Drudge, as usual, declined to comment on his incendiary exhibition —leaving tweeters, bloggers and pundits to boil in their own stew of outrage and confusion.

“I thought it was a really dumb headline, and without any context it becomes a really dumb conversation,” said cultural critic Touré, cohost of MSNBC’s The Cycle and author of the recent book Who’s Afraid of Post-Blackness?. “What is being said here? Did Quentin Tarantino go on some kind of Michael Richards rage thing where he cursed out some black people? No, not at all.”

Touré, a Tarantino fan who says it makes perfect sense that the n-word would be uttered repeatedly in a film set in the pre-Civil War South, attributes Drudge’s attention-getting headline to just that—a bid for attention.

“Matt Drudge is just saying, ‘Look at me! Look at me!’ ” Touré theorized. “He’s like a little boy on the playground who pulls his penis out of his pants because he knows that means everybody will look at him. It doesn’t matter what happens after that or what the consequences of that are. He just wants everybody to look at him, and because he’s self-employed, there are no repercussions.”

On the contrary, the 46-year-old Drudge, who achieved instant fame 14 years ago with his scoop about a 23-year-old former White House intern having a sexual relationship with President Clinton, probably feels richly rewarded by disparaging tweets such as:

“It’s likely that Drudge did it because he’s been dying to scream it himself.”

“Ah, nothing like a little race-baiting from Matt Drudge to get the blood boiling.”

And, in a tweet noting Drudge’s preference for 2012 campaign stories that made President Obama look bad: “Drudge’s current headline is a distillation of his entire election year coverage.”

Harvard Law professor and race relations scholar Randall Kennedy, author of the 2002 bestseller Nigger: The Strange Career of a Troublesome Word, marvels that despite its ubiquity in the public space and various well-meaning attempts to demystify and detoxify it, the word has lost none of its power and punch.
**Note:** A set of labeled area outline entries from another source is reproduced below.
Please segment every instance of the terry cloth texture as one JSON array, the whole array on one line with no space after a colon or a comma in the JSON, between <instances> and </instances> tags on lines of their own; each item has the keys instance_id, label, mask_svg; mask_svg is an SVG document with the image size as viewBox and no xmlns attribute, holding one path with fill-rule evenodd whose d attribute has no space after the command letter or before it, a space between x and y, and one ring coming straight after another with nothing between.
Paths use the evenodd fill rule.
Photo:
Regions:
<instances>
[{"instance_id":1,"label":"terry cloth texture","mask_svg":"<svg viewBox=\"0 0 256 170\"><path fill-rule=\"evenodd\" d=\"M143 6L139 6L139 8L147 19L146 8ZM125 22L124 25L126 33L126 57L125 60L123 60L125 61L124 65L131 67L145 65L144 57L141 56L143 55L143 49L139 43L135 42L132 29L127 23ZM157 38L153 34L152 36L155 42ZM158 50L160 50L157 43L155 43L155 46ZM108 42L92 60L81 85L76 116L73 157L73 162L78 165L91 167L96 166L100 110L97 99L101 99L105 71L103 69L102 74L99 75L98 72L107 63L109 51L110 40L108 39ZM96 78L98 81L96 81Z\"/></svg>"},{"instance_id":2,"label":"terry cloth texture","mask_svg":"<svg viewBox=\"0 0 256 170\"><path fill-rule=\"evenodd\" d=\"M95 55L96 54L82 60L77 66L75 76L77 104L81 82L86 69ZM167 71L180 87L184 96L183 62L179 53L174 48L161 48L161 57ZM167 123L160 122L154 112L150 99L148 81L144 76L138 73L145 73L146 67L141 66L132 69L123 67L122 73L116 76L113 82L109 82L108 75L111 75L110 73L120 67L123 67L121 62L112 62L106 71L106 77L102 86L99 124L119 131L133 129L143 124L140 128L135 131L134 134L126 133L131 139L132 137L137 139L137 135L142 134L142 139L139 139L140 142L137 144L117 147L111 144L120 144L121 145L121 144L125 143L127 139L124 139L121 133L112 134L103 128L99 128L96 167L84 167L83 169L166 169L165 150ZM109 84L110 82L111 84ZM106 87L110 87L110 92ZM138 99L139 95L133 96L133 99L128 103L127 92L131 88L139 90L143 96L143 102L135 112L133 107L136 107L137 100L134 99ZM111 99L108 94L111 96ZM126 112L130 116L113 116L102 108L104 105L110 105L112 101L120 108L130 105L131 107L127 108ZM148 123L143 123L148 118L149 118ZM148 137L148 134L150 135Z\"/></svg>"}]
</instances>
“It still has the capacity to grab people’s attention,” he said. “It’s quite a sensational, shocking word. That’s why he [Drudge] did it, obviously. And with the little asterisk in there, he doesn’t say ‘nigger,’ he says ‘n*gger,’ sort of an attempt to heighten the taboo.”

Kennedy is surprisingly non-judgmental about Drudge’s decision to drop the n-bomb. “Come on, we know what’s up here,” he said. “He’s a sensationalist. He’s grabbed ahold of the word and it helps with his overall strategy” to lure eyeballs and make waves.

Could Kennedy have been thinking along similar lines when he gave his own book its controversial title?

“Sure. Absolutely,” he agreed. “When I went on my book tour, people were very hostile to it, they asked me that question, and people were really angry at me. They said, ‘Mr. Kennedy, you’re trying to get attention.’ And my response was, ‘I stand guilty of that.’ If you’re writing a book…you’re thinking about how you’re going to get it a second look in the bookstore.”

As for Drudge’s provocative headline, “It’s vulgar, it’s sensationalizing, but that’s certainly not the worst use of the word I can think of,” Kennedy said. “Right now as we speak, somewhere in the United States, somebody is being insulted with this word, being intimidated with this word; some act of arson is going on right now with the arsonist muttering this word as he burns down something. Obviously, those uses are horrible.”